Warren Buffett has patiently held as much as $20 billion to $40 billion in cash. He thinks of cash not just as an “asset class that is returning next to nothing,” but rather as “a call option that can be priced, relative to the ability of cash to buy assets.” He put that to good use during the financial crisis, scooping up deeply discounted bargains.

Most investors lack Buffett’s discipline. When markets are rallying, cash in the portfolio is a drag on performance, returning about zero. The argument I hear for cash in the portfolio is it doesn’t go down during market crashes, and it allows the purchases of cheap assets a la Buffett at attractive prices. But investors rarely can make that buy when markets are crashing. They are simply too scared, lacking the fortitude or the nerve to pull the trigger. Even those who managed to avoid the 2008 crash found themselves stuck with way too much cash in their portfolios as markets recovered. Up more than 150 percent since the 2009 lows, many are wondering what to do.

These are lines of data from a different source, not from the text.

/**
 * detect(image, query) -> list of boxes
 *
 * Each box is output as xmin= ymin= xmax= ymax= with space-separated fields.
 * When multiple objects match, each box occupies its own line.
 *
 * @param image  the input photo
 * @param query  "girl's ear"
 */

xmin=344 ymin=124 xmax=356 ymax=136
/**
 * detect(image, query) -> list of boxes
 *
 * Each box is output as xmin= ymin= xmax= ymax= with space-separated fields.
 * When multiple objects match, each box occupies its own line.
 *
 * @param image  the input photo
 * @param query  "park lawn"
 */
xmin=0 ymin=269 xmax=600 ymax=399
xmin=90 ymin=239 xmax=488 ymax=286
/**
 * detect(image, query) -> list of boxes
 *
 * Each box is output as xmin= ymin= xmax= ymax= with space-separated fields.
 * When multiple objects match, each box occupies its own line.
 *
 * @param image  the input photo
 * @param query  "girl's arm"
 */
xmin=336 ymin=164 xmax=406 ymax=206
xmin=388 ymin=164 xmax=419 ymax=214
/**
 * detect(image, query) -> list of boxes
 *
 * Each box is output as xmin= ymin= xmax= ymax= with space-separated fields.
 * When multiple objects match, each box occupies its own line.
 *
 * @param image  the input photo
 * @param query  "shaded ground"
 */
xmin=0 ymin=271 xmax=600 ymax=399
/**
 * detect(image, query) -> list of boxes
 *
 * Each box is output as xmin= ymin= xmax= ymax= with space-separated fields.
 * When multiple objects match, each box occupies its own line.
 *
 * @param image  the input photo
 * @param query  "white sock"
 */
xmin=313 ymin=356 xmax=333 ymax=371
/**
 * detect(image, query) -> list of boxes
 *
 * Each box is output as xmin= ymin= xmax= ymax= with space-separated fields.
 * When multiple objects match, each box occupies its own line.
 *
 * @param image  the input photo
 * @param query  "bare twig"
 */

Exactly how much cash are we talking? BlackRock President Rob Kapito noted in a Wall Street Journal interview last month that “on average, more than half of portfolios are in cash, earning negative real returns . . . 48 percent of U.S. respondents’ investible assets are in cash deposit and savings accounts, and an additional 12 percent are in money-market accounts and certificates of deposit.”

About 60 percent is a shocking figure — and when we put this in dollar terms, it’s even more astounding. American Express’s survey of affluent Americans — those folks with at least $100,000 in disposable income — discovered $6 trillion in cash savings. Again, that is a stunningly large number.

The alternative to stocks for the skittish is, obviously, fixed income. Given the inevitable increase in rates, many investors have liquidated bonds, further raising their cash balances. Rather than try to time the bond market, the solution here is to hold a ladder of individual A-rated bonds — not a fund subject to redemptions — that will mature over the next three to seven years. As this paper reaches its maturity over time, you simply roll into a similar bond at what is likely to be a higher yield. That is a better strategy than holding cash for the next seven years.

The bottom line is this: Cash, in modest increments, has a role in any portfolio. But unless you are Warren Buffett, you should limit it to 2 or 3 percent. Otherwise, you are likely to miss the next bull market. Too many people have already missed this one.